An unexpectedly large victory for Spanish Prime Minister Pedro Sanchez’s Socialist Party in Sunday’s Catalonian elections is assumed to be good news for the beleaguered leader. Sanchez may soon find, however, that this development becomes political poison.
That is because the results leave him little room to manoeuvre. The Socialists may have come out on top, but they will still have to put together a coalition government. The options facing Sanchez and his party’s Catalonian leader, Salvador Illa, are all risky and undesirable.
The best option is to govern in coalition with two other leftist parties, the pro-independence Republican Left of Catalonia (ERC) and Comuns, the Catalonia arm of the left-wing and far-left-wing alliance called Sumar.
This tripartite alliance is ideologically harmonious and brings together parties that undergird Sanchez’s government in Madrid. The Socialists and Comuns are eagerly pursuing this possibility.
The problem comes from the political circumstances facing the ERC. It lost roughly a third of its vote, mostly defecting to the Socialists. As a result, its leader, Pere Aragones, is resigning his seat in the Catalonian parliament and says the ERC is going into the opposition.

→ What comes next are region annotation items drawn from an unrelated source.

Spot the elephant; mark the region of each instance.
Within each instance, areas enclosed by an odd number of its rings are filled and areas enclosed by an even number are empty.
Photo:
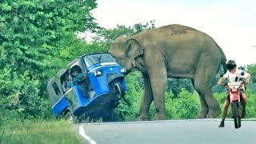
[[[219,103],[211,87],[220,66],[226,71],[222,48],[208,34],[192,27],[172,24],[115,38],[108,52],[126,69],[141,71],[144,91],[138,121],[150,120],[149,108],[155,105],[154,120],[166,120],[165,88],[168,78],[190,78],[200,99],[197,118],[216,118]]]

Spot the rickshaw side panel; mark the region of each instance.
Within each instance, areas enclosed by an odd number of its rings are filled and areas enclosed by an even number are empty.
[[[87,70],[89,79],[97,95],[101,95],[102,94],[105,93],[110,93],[110,90],[109,86],[109,78],[111,77],[111,75],[121,74],[119,67],[119,65],[102,66],[100,64],[96,64]],[[94,72],[99,70],[102,70],[103,71],[103,75],[96,77],[94,75]]]

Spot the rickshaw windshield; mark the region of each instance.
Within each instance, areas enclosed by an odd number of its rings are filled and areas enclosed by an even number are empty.
[[[86,55],[83,58],[86,67],[97,63],[116,64],[115,59],[110,54],[96,54]]]

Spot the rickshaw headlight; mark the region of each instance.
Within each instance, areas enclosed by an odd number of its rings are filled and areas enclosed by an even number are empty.
[[[103,75],[103,71],[99,70],[95,70],[94,71],[94,75],[95,77],[102,76]]]
[[[121,72],[121,73],[126,73],[126,68],[121,67],[121,68],[120,68],[120,72]]]

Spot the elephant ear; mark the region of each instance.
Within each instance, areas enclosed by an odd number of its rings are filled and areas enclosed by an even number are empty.
[[[135,58],[139,55],[142,55],[144,54],[144,48],[142,46],[138,43],[138,42],[135,39],[128,40],[128,50],[127,50],[127,56],[131,60],[131,62],[134,66],[135,66]]]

It is hard to see what Sanchez can do to change the ERC’s mind, as the ERC joining the Socialists would deprive the separatists of the chance to woo back their former voters from across the aisle.
The Socialists could also seek to govern with the support of two other nationalist parties, the centre-right Popular Party (PP) and the far-right Vox.
That theoretical possibility, however, crashes against national politics. Sanchez won his surprising victory last year by campaigning against Vox’s participation in government. He cannot say they are too extreme to govern Spain and then rely on them to govern Catalonia.
PP is also Sanchez’s primary foe. It wants to see Sanchez fall and will not want to prop him up in Barcelona. Its Catalonian leader has already implied it will not support Illa’s investiture.
The third option is to join the second-place party, the pro-independence, centre-right Junts.
This coalition would be fraught with tension from the start. Junts’ leader, Carlos Puidgemont, is in exile in Belgium because of his role in staging Catalonia’s illegal referendum on independence. He wants to run the Catalonian government himself and insists he will stand for investiture as Catalonia’s premier when the new parliament convenes.
Sanchez and Illa will likely not want to cede the top spot to the person whose party they defeated.
There is also the price Puidgemont might extract from them to stand aside.
Sanchez is already in political trouble because of his controversial bill granting amnesty to Puidgemont and other independence leaders in exile. He pushed this through as the price of getting the support of Junts, ERC, and a smaller pro-independence party, CUP, for his government.
Making another deal with Puidgemont could make him untenably weak.
The final option is to try to form a minority government in Barcelona, but the Socialists are probably too weak to make this work. They won only 42 seats in the 135-seat chamber and would still need to obtain the assent of the other parties to form such an arrangement.
It is hard to see why other parties would agree to this except to hold Illa hostage for the passage of legislation and the budget. This endless bargaining would surely topple such a government quickly and cause even more headaches for Sanchez.
They pose grave risks for Sanchez’s government because of his reliance on both the ERC and Junts’ MPs. He cannot pass a budget without both parties’ support.
That would not automatically topple his government but could force him to call a snap election.
A similar move by the Catalan parties in 2019 forced him to call a snap vote. Polls currently show Sanchez would lose such a contest to PP and Vox.
Sanchez could reason that he can turn the polls around, as he did in his daring snap election campaign last year. There is likely, however, to be only so many times that he can successfully roll the political dice and come out a winner.
These difficulties all stem from the incompatibility of the demands of Catalonian and Spanish public opinion concerning Catalan independence.
Spanish voters are opposed to national partition while a large share of Catalans support it.
The Spanish left cannot win a large enough majority outside of Catalonia to govern without support from separatists. That puts them in a never-ending dance with their political devils, a dance that will ultimately lead to one partner pulling away.
Sanchez has adroitly manoeuvred across this floor for years. The pressure of having to govern both Spain and Catalonia, however, may finally force him to leave the stage.